Additionally have you tried enclosing count in `backticks`?
On Wed, Jul 22, 2015 at 4:25 PM, Michael Armbrust <mi...@databricks.com>
wrote:
> I believe this will be fixed in Spark 1.5
>
> https://github.com/apache/spark/pull/7237
>
> On Wed, Jul 22, 2015 at 3:04 PM, Young, Matthew T <
> matthew.t.young@intel.com> wrote:
>
>> I'm trying to do some simple counting and aggregation in an IPython
>> notebook with Spark 1.4.0 and I have encountered behavior that looks like a
>> bug.
>>
>> When I try to filter rows out of an RDD with a column name of count I get
>> a large error message. I would just avoid naming things count, except for
>> the fact that this is the default column name created with the count()
>> operation in pyspark.sql.GroupedData
>>
>> The small example program below demonstrates the issue.
>>
>> from pyspark.sql import SQLContext
>> sqlContext = SQLContext(sc)
>> dataFrame = sc.parallelize([("foo",), ("foo",), ("bar",)]).toDF(["title"])
>> counts = dataFrame.groupBy('title').count()
>> counts.filter("title = 'foo'").show() # Works
>> counts.filter("count > 1").show() # Errors out
>>
>>
>> I can even reproduce the issue in a PySpark shell session by entering
>> these commands.
>>
>> I suspect that the error has something to with Spark wanting to call the
>> count() function in place of looking at the count column.
>>
>> The error message is as follows:
>>
>>
>> Py4JJavaError Traceback (most recent call
>> last)
>> <ipython-input-29-62a1b7c71f21> in <module>()
>> ----> 1 counts.filter("count > 1").show() # Errors Out
>>
>> C:\Users\User\Downloads\spark-1.4.0-bin-hadoop2.6\python\pyspark\sql\dataframe.pyc
>> in filter(self, condition)
>> 774 """
>> 775 if isinstance(condition, basestring):
>> --> 776 jdf = self._jdf.filter(condition)
>> 777 elif isinstance(condition, Column):
>> 778 jdf = self._jdf.filter(condition._jc)
>>
>> C:\Python27\lib\site-packages\py4j\java_gateway.pyc in __call__(self,
>> *args)
>> 536 answer = self.gateway_client.send_command(command)
>> 537 return_value = get_return_value(answer,
>> self.gateway_client,
>> --> 538 self.target_id, self.name)
>>
>> 539
>> 540 for temp_arg in temp_args:
>>
>> C:\Python27\lib\site-packages\py4j\protocol.pyc in
>> get_return_value(answer, gateway_client, target_id, name)

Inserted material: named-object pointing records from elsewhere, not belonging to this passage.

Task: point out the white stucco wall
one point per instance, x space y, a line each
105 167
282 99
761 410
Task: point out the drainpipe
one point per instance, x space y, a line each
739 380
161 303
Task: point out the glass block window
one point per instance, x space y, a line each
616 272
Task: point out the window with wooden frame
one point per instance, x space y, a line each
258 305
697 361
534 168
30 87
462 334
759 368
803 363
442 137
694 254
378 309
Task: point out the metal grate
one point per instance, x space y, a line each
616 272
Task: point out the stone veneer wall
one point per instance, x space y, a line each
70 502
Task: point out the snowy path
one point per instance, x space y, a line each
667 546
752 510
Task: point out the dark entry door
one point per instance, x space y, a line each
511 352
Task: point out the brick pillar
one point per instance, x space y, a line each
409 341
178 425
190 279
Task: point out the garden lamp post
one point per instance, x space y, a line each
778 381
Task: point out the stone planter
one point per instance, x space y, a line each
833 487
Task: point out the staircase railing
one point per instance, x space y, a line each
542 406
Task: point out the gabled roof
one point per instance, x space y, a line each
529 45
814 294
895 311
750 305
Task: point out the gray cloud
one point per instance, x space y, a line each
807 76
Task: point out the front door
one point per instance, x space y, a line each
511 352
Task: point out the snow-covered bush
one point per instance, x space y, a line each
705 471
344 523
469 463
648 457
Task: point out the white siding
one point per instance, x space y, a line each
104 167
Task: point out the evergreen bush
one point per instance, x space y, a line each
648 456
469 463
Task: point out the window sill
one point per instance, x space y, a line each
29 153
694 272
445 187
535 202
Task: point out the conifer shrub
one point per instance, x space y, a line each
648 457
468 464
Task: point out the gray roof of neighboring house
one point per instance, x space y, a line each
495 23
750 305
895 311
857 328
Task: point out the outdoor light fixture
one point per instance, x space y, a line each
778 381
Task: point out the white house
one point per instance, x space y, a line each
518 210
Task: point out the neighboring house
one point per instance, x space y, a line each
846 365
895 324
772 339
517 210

>> 298 raise Py4JJavaError(
>> 299 'An error occurred while calling
>> {0}{1}{2}.\n'.
>> --> 300 format(target_id, '.', name), value)
>> 301 else:
>> 302 raise Py4JError(
>>
>> Py4JJavaError: An error occurred while calling o229.filter.
>> : java.lang.RuntimeException: [1.7] failure: ``('' expected but `>' found
>>
>> count > 1
>> ^
>> at scala.sys.package$.error(package.scala:27)
>> at
>> org.apache.spark.sql.catalyst.SqlParser.parseExpression(SqlParser.scala:45)
>> at org.apache.spark.sql.DataFrame.filter(DataFrame.scala:652)
>> at sun.reflect.NativeMethodAccessorImpl.invoke0(Native Method)
>> at sun.reflect.NativeMethodAccessorImpl.invoke(Unknown Source)
>> at sun.reflect.DelegatingMethodAccessorImpl.invoke(Unknown Source)
>> at java.lang.reflect.Method.invoke(Unknown Source)
>> at py4j.reflection.MethodInvoker.invoke(MethodInvoker.java:231)
>> at
>> py4j.reflection.ReflectionEngine.invoke(ReflectionEngine.java:379)
>> at py4j.Gateway.invoke(Gateway.java:259)
>> at
>> py4j.commands.AbstractCommand.invokeMethod(AbstractCommand.java:133)
>> at py4j.commands.CallCommand.execute(CallCommand.java:79)
>> at py4j.GatewayConnection.run(GatewayConnection.java:207)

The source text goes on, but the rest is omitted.